CA Rennes, 2e ch. com., 6 décembre 2000, n° 99-07315

RENNES

Arrêt

Confirmation

PARTIES

Demandeur :

Les Magasins Bleus (SA)

Défendeur :

Sico Barbe Bleue (SA)

COMPOSITION DE LA JURIDICTION

Président :

M. Bothorel

Conseillers :

M. Poumarede, Mme Teze

Avoués :

SCP d'Aboville, de Moncuit & Le Callonnec, SCP Castres Colleu & Perot

Avocats :

Mes Cressard, Tuffreau.

T. com.
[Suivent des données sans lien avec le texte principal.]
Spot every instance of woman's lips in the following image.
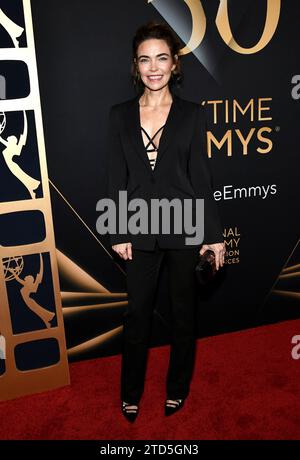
[147,75,163,81]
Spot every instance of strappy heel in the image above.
[121,401,139,422]
[165,399,184,416]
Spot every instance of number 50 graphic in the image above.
[148,0,281,55]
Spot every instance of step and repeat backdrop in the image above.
[0,0,69,400]
[0,0,300,384]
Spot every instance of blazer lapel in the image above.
[126,94,183,175]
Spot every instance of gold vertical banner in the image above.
[0,0,69,400]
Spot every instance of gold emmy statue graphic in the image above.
[0,8,24,48]
[0,332,6,359]
[0,111,40,198]
[4,254,55,328]
[0,0,70,401]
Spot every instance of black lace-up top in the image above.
[141,125,165,169]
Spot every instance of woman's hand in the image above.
[112,243,132,260]
[199,243,225,270]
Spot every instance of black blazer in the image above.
[108,94,224,250]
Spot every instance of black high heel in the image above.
[165,398,184,416]
[121,401,139,422]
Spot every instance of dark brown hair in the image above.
[131,21,183,91]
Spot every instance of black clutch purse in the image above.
[195,249,217,286]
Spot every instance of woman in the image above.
[109,23,225,421]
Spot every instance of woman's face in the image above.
[136,38,176,91]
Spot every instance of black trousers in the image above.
[121,239,200,404]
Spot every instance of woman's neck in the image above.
[140,86,172,107]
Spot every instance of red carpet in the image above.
[0,320,300,440]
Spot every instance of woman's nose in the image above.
[150,61,157,72]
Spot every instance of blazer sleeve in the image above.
[188,105,224,244]
[108,106,130,245]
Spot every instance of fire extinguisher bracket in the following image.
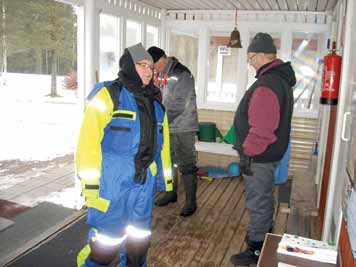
[320,42,342,105]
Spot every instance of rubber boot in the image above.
[155,168,178,207]
[126,239,150,267]
[180,174,197,217]
[230,240,263,266]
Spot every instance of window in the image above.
[99,14,120,81]
[292,32,322,110]
[206,36,239,103]
[126,20,142,47]
[146,25,158,48]
[168,33,199,84]
[246,32,281,90]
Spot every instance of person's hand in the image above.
[80,179,99,201]
[240,155,253,176]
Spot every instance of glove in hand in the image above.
[80,179,99,198]
[240,155,253,176]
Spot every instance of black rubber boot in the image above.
[155,191,177,207]
[126,239,150,267]
[155,171,178,207]
[179,173,197,217]
[230,241,263,266]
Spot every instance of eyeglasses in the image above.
[247,54,257,63]
[136,62,154,71]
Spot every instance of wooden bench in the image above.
[195,141,238,157]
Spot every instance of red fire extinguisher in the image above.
[320,42,342,105]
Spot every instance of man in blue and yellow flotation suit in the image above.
[76,44,172,267]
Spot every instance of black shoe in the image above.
[179,205,197,217]
[155,191,177,207]
[179,173,197,217]
[230,249,260,265]
[230,240,263,265]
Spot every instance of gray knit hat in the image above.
[127,43,153,64]
[247,32,277,54]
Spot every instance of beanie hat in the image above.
[127,43,153,64]
[247,32,277,54]
[147,46,166,63]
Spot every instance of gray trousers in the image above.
[243,162,278,242]
[170,132,196,178]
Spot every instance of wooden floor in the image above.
[148,178,319,267]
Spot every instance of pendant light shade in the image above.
[228,9,242,48]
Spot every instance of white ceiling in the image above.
[139,0,338,12]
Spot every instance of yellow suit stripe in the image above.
[76,87,114,182]
[161,113,173,191]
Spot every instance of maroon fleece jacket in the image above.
[242,59,283,157]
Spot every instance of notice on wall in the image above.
[218,45,231,56]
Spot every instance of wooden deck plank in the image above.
[273,203,288,235]
[220,209,250,267]
[193,179,245,266]
[148,178,298,267]
[171,179,231,267]
[148,180,222,267]
[182,178,242,266]
[151,180,209,246]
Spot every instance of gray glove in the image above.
[240,154,253,176]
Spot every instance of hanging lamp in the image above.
[228,9,242,48]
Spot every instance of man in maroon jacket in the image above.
[231,33,296,265]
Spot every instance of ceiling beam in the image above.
[287,0,298,11]
[316,0,328,11]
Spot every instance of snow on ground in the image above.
[0,73,82,160]
[0,73,83,209]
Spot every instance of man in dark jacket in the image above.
[231,33,296,265]
[148,46,198,216]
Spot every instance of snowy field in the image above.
[0,73,82,160]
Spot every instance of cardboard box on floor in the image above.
[257,234,339,267]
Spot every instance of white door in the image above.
[322,1,356,243]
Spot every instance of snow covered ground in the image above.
[0,73,82,160]
[0,73,83,208]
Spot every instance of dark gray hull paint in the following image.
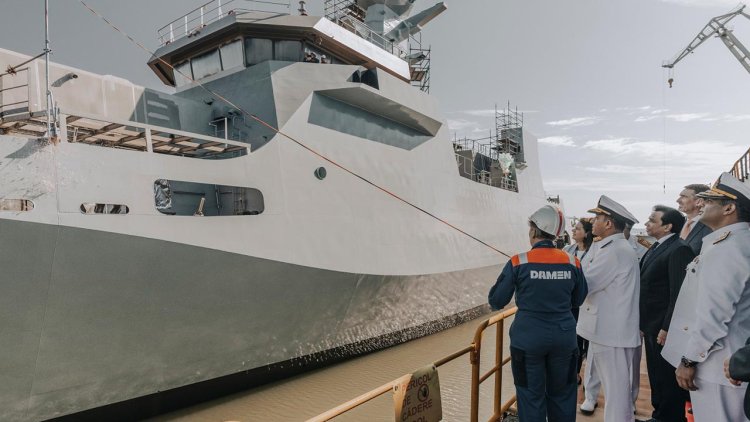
[0,216,506,420]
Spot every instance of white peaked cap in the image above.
[529,205,565,237]
[589,195,638,225]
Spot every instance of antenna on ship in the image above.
[44,0,57,143]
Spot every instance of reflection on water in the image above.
[152,310,514,422]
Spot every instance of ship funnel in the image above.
[384,2,448,43]
[357,0,447,43]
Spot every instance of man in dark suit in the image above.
[677,183,712,255]
[639,205,695,422]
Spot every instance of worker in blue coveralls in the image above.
[489,205,588,422]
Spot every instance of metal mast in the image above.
[44,0,52,140]
[662,5,750,73]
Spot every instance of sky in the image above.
[0,0,750,225]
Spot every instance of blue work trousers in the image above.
[510,315,578,422]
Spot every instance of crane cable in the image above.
[78,0,511,258]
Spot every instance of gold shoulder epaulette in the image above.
[714,232,732,245]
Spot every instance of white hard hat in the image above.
[529,205,565,237]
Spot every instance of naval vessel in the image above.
[0,0,547,421]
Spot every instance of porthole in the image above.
[0,198,34,212]
[80,202,130,214]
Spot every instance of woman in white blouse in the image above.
[563,218,594,384]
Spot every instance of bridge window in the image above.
[154,179,265,217]
[245,38,273,66]
[174,60,193,86]
[191,49,221,79]
[0,199,34,212]
[219,40,244,70]
[274,40,302,62]
[81,202,130,214]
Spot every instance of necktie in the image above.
[680,220,693,240]
[641,241,659,267]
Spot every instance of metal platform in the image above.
[0,112,250,159]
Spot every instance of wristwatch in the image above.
[680,356,698,368]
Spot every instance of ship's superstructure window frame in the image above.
[245,37,273,66]
[273,40,302,62]
[174,60,193,87]
[153,179,265,217]
[174,38,245,87]
[80,202,130,215]
[190,48,221,80]
[219,39,245,70]
[0,198,34,212]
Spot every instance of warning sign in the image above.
[393,365,443,422]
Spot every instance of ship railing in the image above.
[157,0,291,46]
[324,0,413,59]
[307,307,518,422]
[731,149,750,182]
[0,67,31,119]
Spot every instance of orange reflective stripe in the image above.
[510,255,521,267]
[528,248,570,264]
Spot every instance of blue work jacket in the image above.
[489,240,588,320]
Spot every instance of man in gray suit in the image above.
[662,173,750,422]
[677,183,712,255]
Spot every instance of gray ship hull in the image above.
[0,219,499,420]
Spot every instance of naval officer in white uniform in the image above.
[577,195,641,422]
[664,173,750,422]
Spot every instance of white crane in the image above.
[662,4,750,88]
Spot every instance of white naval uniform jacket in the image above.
[576,233,641,347]
[661,223,750,385]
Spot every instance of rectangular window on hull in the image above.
[154,179,265,217]
[81,202,130,214]
[245,38,273,66]
[0,198,34,212]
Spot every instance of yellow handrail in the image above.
[307,307,518,422]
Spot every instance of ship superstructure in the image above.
[0,0,546,420]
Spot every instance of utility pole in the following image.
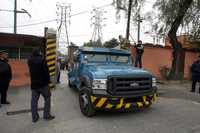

Rennes, du 12 oct. 1999

12 octobre 1999

EXPOSE DES FAITS, PROCÉDURE, OBJET DU RECOURS

Exposant que la société Sico Barbe Bleue exerçant l'activité concurrente de vente à domicile de textiles, se livrait à des actes de concurrence déloyale par débauchage massif de son personnel, la société Magasins Bleus, objet d'un plan de continuation arrêté par jugement du Tribunal de commerce de Rennes en date du 25 mai 1993 sur déclaration en redressement judiciaire prononcée le 4 août 1992, l'a assignée en réparation devant le Tribunal de commerce de Rennes qui par jugement du 12 octobre 1999 a:

- débouté la société Magasins Bleus de l'ensemble de ses demandes,

- décerné acte à la société Magasins Bleus de ce qu'elle s'engage à ne plus utiliser le slogan "leader français de la vente textile à domicile",

- condamné la société Magasins Bleus à payer à la société Sico Barbe Bleue la somme de 100 000 F à titre de dommages-intérêts pour procédure abusive et injustifiée,

- condamné la société Magasins Bleus à payer à la société Barbe Bleue la somme de 50 000 F sur le fondement de l'article 700 du nouveau Code de procédure civile,

- débouté les parties de leurs autres prétentions.

Le 3 novembre 1999, la société Magasins Bleus a fait appel de cette décision.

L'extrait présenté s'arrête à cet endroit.